Research has found that physicians who treat osteoarthritis patients are usually not using standard treatment guidelines which are based on the latest medical evidence.
The researchers noted medical practitioners were prescribing medications for inflammation and pain, or choosing surgical interventions instead of suggesting weight loss or exercise plans to patients with osteoarthritis.
A 2002 World Health Organization report estimated osteoarthritis to be the 4th leading cause of years lost because of disease worldwide. Osteoarthritis disability is rapidly becoming a significant public health issue with experts indicating that by 2020 the amount of people having osteoarthritis would have doubled as a result of increasing prevalence of obesity as well as the aging of the generation of “baby boomers”.
The researchers examined how standard clinical practice differs from evidence based recommendations for osteoarthritis management.
Existing clinical practice doesn’t reflect recommendations based on medical evidence. According to the researchers, therapeutic interventions are generally targeted at improving joint function and minimizing pain by making use of therapies that focus on symptoms, but don’t assist joint structure improvement or long term improvement of the disease. Often, doctors don’t suggest conventional non-pharmacologic management therapies leading to unnecessary diagnostic imaging and referrals to orthopedic surgeons.
Lots of people having osteoarthritis are obese or overweight. The study authors support medical evidence that recommends conventional non-pharmacologic management for patients with osteoarthritis. They also suggest that surgery be avoided whenever symptoms can be managed by other treatment methods. The standard indications for a surgical solution for the treatment of osteoarthritis are debilitating pain and significant limitation of functions like working, walking or sleeping. Previous research has however revealed that as much as 30% of some surgical procedures are unnecessary and recent recommendations suggest that routine arthroscopy for knee osteoarthritis management ought to be avoided.

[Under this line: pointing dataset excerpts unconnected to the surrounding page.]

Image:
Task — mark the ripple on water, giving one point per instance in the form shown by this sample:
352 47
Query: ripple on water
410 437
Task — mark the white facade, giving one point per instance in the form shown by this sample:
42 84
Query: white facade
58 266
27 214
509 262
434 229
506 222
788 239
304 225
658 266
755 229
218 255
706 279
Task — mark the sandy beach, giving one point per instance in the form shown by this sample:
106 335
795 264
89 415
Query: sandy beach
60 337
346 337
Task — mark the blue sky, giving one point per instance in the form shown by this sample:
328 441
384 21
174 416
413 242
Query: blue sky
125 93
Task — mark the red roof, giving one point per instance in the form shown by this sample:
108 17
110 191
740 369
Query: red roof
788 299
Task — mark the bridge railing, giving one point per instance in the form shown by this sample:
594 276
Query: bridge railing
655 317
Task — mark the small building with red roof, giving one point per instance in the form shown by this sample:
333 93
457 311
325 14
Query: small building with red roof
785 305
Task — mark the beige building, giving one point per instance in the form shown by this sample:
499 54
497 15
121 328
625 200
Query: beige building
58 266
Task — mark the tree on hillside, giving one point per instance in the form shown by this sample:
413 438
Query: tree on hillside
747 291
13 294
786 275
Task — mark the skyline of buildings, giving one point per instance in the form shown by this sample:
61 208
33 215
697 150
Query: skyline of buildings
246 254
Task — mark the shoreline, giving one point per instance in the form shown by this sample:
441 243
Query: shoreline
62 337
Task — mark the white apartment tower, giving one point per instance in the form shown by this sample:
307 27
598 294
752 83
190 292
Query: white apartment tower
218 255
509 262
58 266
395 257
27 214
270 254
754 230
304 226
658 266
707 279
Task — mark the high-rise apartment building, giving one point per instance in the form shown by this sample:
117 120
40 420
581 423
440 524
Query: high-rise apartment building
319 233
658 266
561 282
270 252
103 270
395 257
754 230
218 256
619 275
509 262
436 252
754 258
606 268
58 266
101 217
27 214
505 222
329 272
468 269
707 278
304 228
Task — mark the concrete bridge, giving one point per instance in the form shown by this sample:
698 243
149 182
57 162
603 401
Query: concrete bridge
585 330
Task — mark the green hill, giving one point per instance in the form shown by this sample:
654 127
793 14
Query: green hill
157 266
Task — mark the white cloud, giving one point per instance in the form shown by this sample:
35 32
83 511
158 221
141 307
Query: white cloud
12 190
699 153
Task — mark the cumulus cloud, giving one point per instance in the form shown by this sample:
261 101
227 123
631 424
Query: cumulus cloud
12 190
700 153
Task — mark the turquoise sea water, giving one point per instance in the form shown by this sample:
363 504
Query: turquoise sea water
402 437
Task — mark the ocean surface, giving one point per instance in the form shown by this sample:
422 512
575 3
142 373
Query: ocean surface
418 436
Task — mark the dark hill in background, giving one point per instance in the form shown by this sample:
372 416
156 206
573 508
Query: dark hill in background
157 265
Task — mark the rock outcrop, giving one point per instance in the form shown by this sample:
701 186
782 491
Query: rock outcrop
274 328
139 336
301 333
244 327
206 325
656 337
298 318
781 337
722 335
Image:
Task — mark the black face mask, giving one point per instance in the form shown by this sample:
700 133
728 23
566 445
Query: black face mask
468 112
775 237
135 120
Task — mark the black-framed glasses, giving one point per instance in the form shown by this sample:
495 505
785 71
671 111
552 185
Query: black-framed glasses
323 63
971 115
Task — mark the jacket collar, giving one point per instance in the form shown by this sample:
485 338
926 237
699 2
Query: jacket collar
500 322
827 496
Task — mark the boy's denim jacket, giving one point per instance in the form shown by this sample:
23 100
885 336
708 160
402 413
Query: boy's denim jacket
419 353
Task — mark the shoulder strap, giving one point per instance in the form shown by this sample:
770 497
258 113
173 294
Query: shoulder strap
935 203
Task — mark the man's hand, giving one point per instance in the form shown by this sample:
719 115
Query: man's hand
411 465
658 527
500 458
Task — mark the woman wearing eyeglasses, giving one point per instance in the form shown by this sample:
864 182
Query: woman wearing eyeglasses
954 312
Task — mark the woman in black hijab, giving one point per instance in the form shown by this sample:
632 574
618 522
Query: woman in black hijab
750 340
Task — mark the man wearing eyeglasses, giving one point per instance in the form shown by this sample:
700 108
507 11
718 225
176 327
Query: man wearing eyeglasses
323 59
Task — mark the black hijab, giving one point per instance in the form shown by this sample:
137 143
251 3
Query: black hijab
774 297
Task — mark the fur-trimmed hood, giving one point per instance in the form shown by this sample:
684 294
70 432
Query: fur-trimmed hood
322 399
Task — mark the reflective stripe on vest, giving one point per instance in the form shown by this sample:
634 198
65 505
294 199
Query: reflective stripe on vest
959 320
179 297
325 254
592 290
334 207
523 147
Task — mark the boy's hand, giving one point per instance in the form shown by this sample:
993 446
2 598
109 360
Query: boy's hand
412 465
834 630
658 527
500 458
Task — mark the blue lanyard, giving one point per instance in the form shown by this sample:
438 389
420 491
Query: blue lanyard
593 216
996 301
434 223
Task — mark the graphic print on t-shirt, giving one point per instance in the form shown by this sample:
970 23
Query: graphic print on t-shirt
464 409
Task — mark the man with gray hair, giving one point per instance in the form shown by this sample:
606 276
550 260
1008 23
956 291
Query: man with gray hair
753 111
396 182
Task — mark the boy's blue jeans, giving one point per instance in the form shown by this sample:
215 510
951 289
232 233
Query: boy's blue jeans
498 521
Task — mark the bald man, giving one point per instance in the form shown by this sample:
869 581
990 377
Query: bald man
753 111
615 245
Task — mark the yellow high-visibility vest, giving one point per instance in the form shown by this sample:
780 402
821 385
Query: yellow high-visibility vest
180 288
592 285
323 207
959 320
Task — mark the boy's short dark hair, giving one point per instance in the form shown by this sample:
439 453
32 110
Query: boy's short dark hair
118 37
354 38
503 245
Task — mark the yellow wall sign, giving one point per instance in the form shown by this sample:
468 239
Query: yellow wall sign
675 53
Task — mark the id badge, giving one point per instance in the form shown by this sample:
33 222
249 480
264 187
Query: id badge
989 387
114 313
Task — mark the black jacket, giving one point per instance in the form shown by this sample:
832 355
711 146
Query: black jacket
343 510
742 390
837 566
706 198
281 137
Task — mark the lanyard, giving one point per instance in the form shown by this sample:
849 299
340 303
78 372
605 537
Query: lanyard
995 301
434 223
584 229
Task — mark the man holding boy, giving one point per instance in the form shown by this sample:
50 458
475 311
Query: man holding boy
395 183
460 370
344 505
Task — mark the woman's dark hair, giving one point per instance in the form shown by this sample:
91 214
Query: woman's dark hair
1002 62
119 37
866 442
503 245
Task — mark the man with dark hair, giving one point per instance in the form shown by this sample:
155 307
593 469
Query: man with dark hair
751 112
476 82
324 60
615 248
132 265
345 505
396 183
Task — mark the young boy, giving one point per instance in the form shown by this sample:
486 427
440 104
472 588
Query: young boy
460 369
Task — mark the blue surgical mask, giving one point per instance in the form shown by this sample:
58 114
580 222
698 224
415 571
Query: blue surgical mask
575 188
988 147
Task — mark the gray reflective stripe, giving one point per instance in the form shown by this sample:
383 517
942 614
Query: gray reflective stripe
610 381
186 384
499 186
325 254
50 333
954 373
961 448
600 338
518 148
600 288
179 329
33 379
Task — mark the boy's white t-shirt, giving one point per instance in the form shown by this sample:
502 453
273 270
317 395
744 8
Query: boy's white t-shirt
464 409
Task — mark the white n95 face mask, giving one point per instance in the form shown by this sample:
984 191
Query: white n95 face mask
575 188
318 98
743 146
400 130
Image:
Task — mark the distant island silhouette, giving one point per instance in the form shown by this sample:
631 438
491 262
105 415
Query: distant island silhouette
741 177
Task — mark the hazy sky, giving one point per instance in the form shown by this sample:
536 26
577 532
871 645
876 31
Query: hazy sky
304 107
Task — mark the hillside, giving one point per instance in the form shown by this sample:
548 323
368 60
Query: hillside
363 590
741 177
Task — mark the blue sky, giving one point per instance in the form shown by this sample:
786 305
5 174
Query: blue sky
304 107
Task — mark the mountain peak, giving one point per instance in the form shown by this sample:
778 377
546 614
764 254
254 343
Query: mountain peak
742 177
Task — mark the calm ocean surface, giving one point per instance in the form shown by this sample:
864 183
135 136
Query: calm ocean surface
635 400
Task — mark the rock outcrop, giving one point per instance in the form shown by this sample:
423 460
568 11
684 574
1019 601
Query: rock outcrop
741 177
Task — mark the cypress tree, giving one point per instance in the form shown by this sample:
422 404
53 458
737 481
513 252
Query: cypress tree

The researchers also noted an excessive use of unnecessary diagnostic imaging rather than clinical diagnosis based on history and physical examination. According to current guidelines imaging ought to be reserved for instances when a diagnosis is not clear and radiography could eliminate other diseases which could produce similar symptoms. It’s estimated that there are 95 million CT, MRI and PET scans performed every year in the United States, and 20% to 50% of these scans were not necessary as the results didn’t help diagnose or treat the patient’s symptoms.